The new Republican House majority took power vowing to repeal Obamacare, despite the fact that their bill has no chance of gaining the president’s signature. The highlight of the debate, thus far, has been an unlikely one. For liberals aren’t accusing Republicans of letting sick children die in the streets — yet. Instead, they’re arguing that repealing the Patient Protection and Affordable Care Act is fiscally irresponsible.
Democrats commenced 2009 by passing the American Recovery and Reinvestment Act. a.k.a. the “stimulus,” a $900 billion white elephant that did nothing to boost the economy. Americans became alarmed at the ballooning deficit, and the Tea Party movement was born. President Obama, acknowledging this political reality, promised that his health-care bill would not increase the deficit.
And, in the end, the Congressional Budget Office obliged him, projecting that PPACA would reduce the deficit by $132 billion from 2010 to 2019 and by an additional sum after 2020. The president’s supporters crowed that Democrats had achieved a major expansion of the welfare state while making responsible and politically courageous cuts to Medicare in order to pay for it.
In recent days, in light of Republican rhetoric about fiscal sobriety, Democrats have taken their argument to its logical conclusion: If PPACA responsibly reduces the deficit, repealing the law would irresponsibly increase it. Indeed, a new report from the CBO endorses their view, projecting that repealing the new health law would increase the deficit by around $230 billion.
The only problem is that the CBO’s projections are a bunch of hooey. I could bore you with a detailed enumeration of all of the technical contortions that Democrats engineered in order to apply deficit-reducing lipstick onto the Obamacare sow. But it’s all there in the CBO’s own analysis, which you can read for yourself. Knock yourself out.
But that aside, Obamacare’s fiscal failure comes down to something a lot more basic: Government agencies nearly always overestimate the revenue generated from tax increases, and nearly always underestimate the new spending caused by new entitlements. Americans are a lot smarter than they look from inside the Beltway, and they modify their behavior to avoid new taxes and obtain new largesse.

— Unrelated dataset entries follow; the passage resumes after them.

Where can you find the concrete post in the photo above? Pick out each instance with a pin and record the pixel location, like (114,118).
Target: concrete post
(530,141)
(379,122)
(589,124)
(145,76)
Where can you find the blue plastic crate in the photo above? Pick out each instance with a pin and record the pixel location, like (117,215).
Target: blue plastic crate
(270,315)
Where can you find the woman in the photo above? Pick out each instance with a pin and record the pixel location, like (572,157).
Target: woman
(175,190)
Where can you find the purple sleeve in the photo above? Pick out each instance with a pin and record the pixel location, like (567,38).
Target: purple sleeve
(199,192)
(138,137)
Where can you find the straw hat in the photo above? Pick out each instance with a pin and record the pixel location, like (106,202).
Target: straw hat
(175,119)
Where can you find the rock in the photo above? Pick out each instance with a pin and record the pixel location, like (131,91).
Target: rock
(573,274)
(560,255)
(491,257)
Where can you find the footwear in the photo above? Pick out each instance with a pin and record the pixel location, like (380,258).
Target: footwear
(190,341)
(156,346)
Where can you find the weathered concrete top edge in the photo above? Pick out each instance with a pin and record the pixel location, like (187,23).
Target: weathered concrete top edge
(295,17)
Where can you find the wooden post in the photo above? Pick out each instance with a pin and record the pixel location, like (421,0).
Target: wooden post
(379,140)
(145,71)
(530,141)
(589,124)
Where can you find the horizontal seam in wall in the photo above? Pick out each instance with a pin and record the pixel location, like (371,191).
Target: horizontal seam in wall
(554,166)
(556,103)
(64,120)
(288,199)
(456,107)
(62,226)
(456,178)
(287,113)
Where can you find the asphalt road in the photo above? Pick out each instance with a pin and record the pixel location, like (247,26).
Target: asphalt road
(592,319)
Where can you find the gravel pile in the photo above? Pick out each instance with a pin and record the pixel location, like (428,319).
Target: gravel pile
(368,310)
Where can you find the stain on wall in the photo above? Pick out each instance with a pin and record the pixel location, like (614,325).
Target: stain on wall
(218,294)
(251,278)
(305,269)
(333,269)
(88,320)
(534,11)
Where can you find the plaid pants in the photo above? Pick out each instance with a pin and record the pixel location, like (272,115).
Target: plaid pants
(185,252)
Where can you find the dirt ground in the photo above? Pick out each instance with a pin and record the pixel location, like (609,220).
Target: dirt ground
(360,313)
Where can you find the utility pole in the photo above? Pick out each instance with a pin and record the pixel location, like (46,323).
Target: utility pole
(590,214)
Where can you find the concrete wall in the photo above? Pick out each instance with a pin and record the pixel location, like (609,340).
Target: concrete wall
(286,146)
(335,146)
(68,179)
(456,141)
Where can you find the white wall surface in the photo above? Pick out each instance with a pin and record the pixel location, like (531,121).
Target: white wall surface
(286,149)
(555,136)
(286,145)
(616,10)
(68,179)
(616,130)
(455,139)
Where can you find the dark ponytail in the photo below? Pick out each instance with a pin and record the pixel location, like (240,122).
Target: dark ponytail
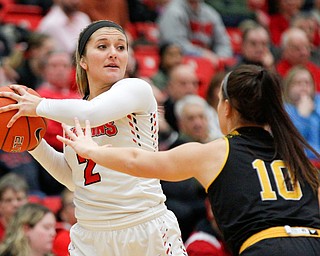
(256,94)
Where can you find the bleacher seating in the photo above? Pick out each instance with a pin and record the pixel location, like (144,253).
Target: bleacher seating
(27,16)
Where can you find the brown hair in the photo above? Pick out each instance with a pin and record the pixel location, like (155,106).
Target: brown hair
(256,94)
(84,37)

Federal bureaucrats may be good with calculators, but they’re weak on human nature.
David Brooks, in a recent New York Times column, highlighted Obamacare’s most serious flaw: PPACA incentivizes companies to drop health coverage for their employees. Employers who drop coverage have to pay a fine, but the fine is cheaper than offering health insurance, and even the employees can be better off — they buy their insurance on state-based “exchanges,” where they can take advantage of the law’s new subsidies. (Americans making less than 400 percent of the federal poverty level are eligible for subsidized coverage on the exchanges.) AT&T has calculated that it would save $1.8 billion a year by dumping its workers into the government’s lap.
Companies are keeping quiet about their plans for now, but make no mistake: If Obamacare remains the law of the land, nearly every corporation in America will do what AT&T has contemplated. So will cash-strapped state governments.
Last March, the CBO projected that 26 million people will take advantage of Obamacare’s exchange subsidies in 2019, at a cost of $109 billion that year. But that number is based on the assumption that of the 162 million people who have employer-sponsored insurance today, only 4 million — 2.5 percent — will switch.
In other words, the projection of $109 billion is absurdly low; it underestimates Obamacare’s cost by trillions of dollars.
In a recent Politico column, former budget officials Douglas Holtz-Eakin and James Capretta calculated what would happen if the CBO’s estimates were somewhat off. By their math, if the households below 250 percent of the federal poverty line ($55,125 for a family of four) that now have employer-sponsored health insurance were to migrate to Obamacare’s exchanges, spending on those exchanges would more than triple, resulting in trillions of dollars in additional liabilities.
It gets worse. Holtz-Eakin and Capretta’s assumptions are actually quite restrained. What happens if even more people take advantage of subsidies? What happens if Medicaid spending grows at faster rates than Obamacare anticipates? We could be talking about much, much more than $200 billion a year in additional spending.
There was a time, not so long ago, when annual federal deficits of $200 billion would be described with alarm. For Obamacare, they’re just a rounding error.
— Avik Roy is an equity research analyst at Monness, Crespi, Hardt & Co. in New York City. He blogs on health-care issues at The Apothecary.